Tolkien led me to the tales of Conan, Fafhrd and the Gray Mouser, Corum, and Elric. In those stories, magic was more often the problem than the solution. Magic was used by villains, not by heroes. Odds are high that magic was what twisted the villain into a bad guy in the first place. He didn't turn to magic because he was evil; he turned evil because he placed his faith in magic. Elric was a powerful wizard, but even he seldom used magic openly because of the risk involved. With that sort of reputation, it's no surprise that magic users in those fictional worlds were shunned, mistrusted, and rare.
The second reason is that I like plenty of historical seasoning in my fantasy. Pseudohistory plays best when magic can't be had by the bucketful.
Third, restricting the characters' access to magic places greater emphasis on their personal grit. Many obstacles and puzzles become meaningless when characters can just activate their flying boots, turn invisible with their magic helmets, or command their omnipotent swords to sniff out the villain's weaknesses.
Fourth, rare magic is wondrous magic. Things that we're exposed to every day lose their luster; ask anyone who lives in the shadow of the Rocky Mountains, or who never had to do Christmas shopping without the internet. If your character has just one or two magic items, you're going to appreciate them a lot more than if he has an entire head-to-toe magical panoply and a magical weapon for every monster, plus a few dozen more enchanted items rattling around in the bottom of the bag of holding like toys that he's outgrown but still keeps in a box in the corner of his bedroom. A dozen magical items are ornaments; one or two magical items define your character.

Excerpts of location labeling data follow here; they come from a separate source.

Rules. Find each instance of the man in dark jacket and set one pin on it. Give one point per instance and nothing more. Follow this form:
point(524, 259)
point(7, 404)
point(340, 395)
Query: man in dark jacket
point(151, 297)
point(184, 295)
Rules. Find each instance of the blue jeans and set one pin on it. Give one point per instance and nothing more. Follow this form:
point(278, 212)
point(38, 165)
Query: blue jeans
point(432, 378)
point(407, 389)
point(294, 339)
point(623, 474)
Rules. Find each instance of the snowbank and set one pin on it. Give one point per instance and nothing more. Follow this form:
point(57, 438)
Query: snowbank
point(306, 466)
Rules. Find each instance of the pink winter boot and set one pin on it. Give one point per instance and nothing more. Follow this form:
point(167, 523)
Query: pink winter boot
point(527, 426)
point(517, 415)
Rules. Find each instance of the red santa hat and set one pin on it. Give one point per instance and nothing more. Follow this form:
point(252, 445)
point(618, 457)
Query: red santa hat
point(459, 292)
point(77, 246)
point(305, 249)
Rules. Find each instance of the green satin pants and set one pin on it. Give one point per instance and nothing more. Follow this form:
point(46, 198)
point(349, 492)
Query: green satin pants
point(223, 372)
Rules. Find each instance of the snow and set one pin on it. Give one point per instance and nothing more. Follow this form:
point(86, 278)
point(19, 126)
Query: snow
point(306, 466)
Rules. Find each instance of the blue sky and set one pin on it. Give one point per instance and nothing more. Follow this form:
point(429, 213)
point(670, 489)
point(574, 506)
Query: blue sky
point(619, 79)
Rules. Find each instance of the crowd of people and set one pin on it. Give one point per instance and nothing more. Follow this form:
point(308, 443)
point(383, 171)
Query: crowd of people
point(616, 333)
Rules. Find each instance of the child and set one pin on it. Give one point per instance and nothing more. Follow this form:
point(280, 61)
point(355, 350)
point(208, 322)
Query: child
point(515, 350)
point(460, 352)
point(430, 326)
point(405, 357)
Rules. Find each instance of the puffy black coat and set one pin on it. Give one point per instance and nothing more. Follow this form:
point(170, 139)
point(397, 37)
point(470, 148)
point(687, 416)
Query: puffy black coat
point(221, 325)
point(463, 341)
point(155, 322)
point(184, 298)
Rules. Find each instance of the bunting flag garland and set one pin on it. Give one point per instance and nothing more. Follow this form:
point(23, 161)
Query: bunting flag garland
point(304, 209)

This doesn't mean that I don't like characters to have access to magic. It means that when I'm the DM, I give out precious few magical weapons and armors. I'm less stingy with wondrous items, because they carry an air of uniqueness and they foster creativity. A gem of seeing or a rope of entanglement generates far more fun than a +2 sword any day.
Consumables are my favorite magical treasures. They won't throw the campaign out of whack, because eventually they'll be used up. If you want characters to fight mummies, don't present them with a rack of +1 weapons; give them vials of blessing oil instead. They'll have a great fight, and you won't regret the mummy thing the next time you try to set up an interesting fight against wolves. Consumables can do anything that permanent items can do; forget the narrow limits in the rules.
Best of all, instead of making players complacent, the way permanent magic items do, consumables force players to make hard decisions. Should you drink the potion of giant strength before fighting the umber hulks, or are even more dangerous things waiting farther down the tunnel? The charm person scroll will get what you want from the king's seneschal, but it might be more useful when you confront the bandit chief. The necklace of fireballs has only three charges; do we really need to use one in this fight?
Those are enjoyable problems for the players to tackle, and they play best when characters are always critically short on magic juice. That's my position, anyway. Where do you stand?